SPD-Politiker schlagen kapitalgedeckte Altersvorsorge vor
Drei SPD-Politiker des „Seeheimer Kreises“ haben in einem Positionspapier einen schrittweisen Einstieg in eine kapitalgedeckte Altersvorsorge bei der gesetzlichen Rente vorgeschlagen. Das berichtet das „Handelsblatt“.
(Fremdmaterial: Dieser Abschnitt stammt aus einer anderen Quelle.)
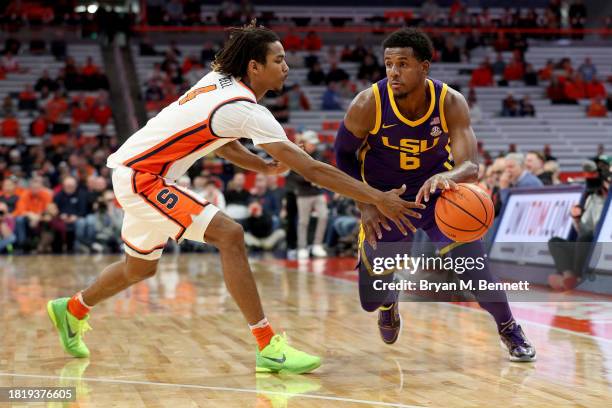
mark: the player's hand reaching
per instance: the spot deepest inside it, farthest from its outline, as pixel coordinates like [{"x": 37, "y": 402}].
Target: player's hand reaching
[
  {"x": 398, "y": 210},
  {"x": 372, "y": 220},
  {"x": 438, "y": 181}
]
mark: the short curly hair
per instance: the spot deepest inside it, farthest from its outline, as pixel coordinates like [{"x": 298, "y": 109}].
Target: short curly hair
[{"x": 421, "y": 45}]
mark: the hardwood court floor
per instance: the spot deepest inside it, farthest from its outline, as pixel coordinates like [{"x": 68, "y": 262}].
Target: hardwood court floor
[{"x": 178, "y": 340}]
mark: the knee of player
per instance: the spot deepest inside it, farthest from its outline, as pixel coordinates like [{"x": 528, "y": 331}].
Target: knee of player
[
  {"x": 141, "y": 268},
  {"x": 231, "y": 234}
]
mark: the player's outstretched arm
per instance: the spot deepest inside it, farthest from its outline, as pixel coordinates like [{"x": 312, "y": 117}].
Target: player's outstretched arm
[
  {"x": 463, "y": 148},
  {"x": 389, "y": 203},
  {"x": 239, "y": 155}
]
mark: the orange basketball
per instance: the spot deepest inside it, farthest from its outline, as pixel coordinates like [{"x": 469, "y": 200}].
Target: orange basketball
[{"x": 464, "y": 215}]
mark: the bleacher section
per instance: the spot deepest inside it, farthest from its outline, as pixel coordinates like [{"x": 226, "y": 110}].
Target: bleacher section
[
  {"x": 571, "y": 135},
  {"x": 36, "y": 64}
]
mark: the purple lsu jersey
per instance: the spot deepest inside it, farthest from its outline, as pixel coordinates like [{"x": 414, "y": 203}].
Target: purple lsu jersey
[{"x": 401, "y": 151}]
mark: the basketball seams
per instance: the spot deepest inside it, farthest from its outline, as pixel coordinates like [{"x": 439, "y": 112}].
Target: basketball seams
[
  {"x": 463, "y": 209},
  {"x": 484, "y": 207}
]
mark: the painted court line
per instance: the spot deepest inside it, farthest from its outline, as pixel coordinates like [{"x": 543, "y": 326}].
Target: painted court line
[
  {"x": 211, "y": 388},
  {"x": 529, "y": 322},
  {"x": 523, "y": 321}
]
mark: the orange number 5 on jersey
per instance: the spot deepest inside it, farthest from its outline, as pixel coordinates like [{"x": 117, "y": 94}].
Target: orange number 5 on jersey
[{"x": 196, "y": 92}]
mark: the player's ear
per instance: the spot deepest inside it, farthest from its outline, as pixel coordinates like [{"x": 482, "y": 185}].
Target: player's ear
[
  {"x": 425, "y": 67},
  {"x": 253, "y": 66}
]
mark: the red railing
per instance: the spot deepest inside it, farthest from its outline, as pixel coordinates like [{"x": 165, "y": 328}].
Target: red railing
[{"x": 384, "y": 29}]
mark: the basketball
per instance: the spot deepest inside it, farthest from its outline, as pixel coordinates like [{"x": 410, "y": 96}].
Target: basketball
[{"x": 466, "y": 214}]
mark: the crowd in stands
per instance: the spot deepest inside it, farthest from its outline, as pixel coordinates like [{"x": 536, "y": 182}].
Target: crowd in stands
[{"x": 55, "y": 105}]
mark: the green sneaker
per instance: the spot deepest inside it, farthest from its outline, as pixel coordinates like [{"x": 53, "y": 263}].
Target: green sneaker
[
  {"x": 275, "y": 390},
  {"x": 279, "y": 357},
  {"x": 70, "y": 328}
]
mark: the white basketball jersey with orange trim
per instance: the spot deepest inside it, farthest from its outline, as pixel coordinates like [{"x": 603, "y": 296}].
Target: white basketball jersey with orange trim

einrichtung eines Bundesfonds
Die Abgeordneten Philipp rottwilm, parsa Marvi und Daniel Bettermann schlagen die Schaffung eines „Bundesfonds Altersvorsorge“ vor. Dieser Fonds soll bis zu fünf Prozent seines Kapitals in Start-ups oder europäische Unternehmen investieren dürfen, die an die Börse gehen. Der Fonds soll als Wahlprodukt für die betriebliche und private Altersvorsorge dienen und langfristig auch zur teilweisen kapitalgedeckten Finanzierung der gesetzlichen Rente beitragen.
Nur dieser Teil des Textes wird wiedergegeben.